I need to test different discrete probability distributions and it happens that I need triplets but it can probably be generalized to higher number of elements. I would like to cover the space quite evenly.
For example, for a step of 2, I would like something of the kind of :
[[0,0,1],[0,0.5,0.5],[0,1,0],[0.5,0,0.5],[0.5,0.5,0],[1,0,0]]
My current idea is to generate all the triplets possibles so basically for a step 10 : [0,0,0] then [1/10, 0,0] …
and reject the ones that do not add up to 1 but it is highly inefficient. Is there a better way to do so ?

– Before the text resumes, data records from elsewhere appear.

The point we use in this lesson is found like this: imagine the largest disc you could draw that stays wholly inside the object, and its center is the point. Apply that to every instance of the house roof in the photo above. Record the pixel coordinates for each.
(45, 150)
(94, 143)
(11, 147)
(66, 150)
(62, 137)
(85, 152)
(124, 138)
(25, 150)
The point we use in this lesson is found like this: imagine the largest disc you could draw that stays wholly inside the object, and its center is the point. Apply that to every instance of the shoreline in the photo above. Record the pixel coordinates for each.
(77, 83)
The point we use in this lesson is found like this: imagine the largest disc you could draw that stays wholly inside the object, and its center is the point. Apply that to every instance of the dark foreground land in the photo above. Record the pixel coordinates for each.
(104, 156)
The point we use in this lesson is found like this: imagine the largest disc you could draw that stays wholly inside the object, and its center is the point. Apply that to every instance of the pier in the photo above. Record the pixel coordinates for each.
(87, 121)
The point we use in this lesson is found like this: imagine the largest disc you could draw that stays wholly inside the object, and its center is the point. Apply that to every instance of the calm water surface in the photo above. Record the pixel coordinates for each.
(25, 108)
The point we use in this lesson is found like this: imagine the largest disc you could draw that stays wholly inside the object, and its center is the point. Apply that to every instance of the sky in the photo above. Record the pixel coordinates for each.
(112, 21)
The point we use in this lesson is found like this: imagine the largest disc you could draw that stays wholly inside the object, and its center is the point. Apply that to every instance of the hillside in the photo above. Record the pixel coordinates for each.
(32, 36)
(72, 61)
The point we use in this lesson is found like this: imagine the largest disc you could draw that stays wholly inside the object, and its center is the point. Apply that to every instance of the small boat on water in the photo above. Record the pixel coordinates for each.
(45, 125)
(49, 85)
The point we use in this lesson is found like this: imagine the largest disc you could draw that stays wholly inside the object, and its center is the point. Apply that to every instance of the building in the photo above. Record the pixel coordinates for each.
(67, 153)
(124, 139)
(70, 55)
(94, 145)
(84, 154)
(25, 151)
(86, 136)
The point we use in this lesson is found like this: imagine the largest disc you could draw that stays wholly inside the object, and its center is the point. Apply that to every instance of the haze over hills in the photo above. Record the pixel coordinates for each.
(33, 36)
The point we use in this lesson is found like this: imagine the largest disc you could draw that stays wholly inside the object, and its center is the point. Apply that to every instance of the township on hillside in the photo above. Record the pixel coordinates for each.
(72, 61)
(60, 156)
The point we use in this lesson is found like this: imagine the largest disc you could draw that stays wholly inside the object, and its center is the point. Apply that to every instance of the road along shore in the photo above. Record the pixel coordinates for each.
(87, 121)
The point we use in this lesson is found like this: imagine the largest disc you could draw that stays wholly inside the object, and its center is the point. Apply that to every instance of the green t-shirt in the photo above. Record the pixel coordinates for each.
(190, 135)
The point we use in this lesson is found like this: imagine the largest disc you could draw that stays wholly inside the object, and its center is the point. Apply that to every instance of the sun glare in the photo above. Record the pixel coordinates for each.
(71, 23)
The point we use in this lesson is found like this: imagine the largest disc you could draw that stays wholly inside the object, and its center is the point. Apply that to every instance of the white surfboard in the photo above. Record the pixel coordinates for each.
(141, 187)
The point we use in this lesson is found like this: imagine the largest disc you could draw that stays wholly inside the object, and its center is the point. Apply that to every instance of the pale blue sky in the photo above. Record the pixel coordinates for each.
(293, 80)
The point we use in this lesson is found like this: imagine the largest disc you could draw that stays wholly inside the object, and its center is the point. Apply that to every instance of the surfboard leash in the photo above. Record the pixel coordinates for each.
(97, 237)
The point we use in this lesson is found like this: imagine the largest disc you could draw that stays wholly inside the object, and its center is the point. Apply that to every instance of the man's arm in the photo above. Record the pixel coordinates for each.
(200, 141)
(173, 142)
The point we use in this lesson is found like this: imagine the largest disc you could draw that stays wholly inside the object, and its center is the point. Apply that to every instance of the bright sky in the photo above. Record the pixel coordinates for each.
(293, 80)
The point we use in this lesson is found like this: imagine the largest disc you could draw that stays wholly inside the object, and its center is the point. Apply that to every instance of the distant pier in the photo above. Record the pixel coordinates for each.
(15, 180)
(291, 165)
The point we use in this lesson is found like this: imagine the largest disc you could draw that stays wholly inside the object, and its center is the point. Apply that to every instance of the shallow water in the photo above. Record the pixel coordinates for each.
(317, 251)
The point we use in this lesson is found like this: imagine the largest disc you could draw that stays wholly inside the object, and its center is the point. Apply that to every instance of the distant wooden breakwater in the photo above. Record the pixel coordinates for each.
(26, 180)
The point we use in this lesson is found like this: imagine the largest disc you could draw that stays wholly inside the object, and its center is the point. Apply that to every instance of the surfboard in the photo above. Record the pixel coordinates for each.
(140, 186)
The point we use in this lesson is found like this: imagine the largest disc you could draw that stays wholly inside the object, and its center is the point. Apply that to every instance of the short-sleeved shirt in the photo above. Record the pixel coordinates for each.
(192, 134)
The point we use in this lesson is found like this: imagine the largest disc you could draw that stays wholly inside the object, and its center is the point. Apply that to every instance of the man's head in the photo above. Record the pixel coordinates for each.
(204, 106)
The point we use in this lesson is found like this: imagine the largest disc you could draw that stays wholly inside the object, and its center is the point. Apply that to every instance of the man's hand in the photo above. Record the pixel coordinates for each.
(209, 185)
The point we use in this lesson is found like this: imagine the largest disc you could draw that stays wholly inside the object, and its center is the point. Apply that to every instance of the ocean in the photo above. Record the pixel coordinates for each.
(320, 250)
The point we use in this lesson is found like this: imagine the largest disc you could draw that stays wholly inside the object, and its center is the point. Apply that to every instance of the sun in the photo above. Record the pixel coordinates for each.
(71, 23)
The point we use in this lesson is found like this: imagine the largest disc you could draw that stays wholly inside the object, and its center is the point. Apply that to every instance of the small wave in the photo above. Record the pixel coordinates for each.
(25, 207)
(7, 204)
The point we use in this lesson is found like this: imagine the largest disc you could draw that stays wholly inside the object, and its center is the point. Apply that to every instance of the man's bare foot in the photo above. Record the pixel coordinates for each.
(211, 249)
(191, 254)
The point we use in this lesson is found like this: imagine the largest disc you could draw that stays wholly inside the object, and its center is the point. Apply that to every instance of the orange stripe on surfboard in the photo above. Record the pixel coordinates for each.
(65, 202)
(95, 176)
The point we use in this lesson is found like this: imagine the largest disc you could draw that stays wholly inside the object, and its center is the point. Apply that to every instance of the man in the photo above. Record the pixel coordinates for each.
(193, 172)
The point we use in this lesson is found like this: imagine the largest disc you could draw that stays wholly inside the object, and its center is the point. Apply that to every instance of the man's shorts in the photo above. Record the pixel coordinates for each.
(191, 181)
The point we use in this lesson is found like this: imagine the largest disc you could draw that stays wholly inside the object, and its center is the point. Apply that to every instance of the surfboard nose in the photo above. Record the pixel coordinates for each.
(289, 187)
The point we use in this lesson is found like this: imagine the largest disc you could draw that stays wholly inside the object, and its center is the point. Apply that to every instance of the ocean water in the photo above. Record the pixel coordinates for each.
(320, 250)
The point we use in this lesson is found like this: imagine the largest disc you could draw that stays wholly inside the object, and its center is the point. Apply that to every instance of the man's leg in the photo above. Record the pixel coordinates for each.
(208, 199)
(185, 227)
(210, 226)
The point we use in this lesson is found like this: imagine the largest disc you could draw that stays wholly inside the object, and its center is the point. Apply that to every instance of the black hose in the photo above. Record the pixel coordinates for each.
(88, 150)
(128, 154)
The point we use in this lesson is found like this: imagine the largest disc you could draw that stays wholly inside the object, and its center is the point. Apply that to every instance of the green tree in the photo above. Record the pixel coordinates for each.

I thought maybe some meshing technique or take a 1/n vector and then proceed to make sum of elements until they are 3 left.
>Solution :
You don’t need to generate all triplets and then filter. Just generate 2 numbers, and subtract from 1.0 to get the third.
To expand on this idea:
import numpy as np
def get_triplets(n):
a = np.linspace(0, 1, n + 1)
a, b = np.meshgrid(a, a)
c = 1 - a - b
flattened = np.swapaxes(np.array([a, b, c]), 0, 2)
# Check that each value of c is greater than zero
flattened = flattened[flattened[:, :, 2] >= 0]
return flattened
get_triplets(2)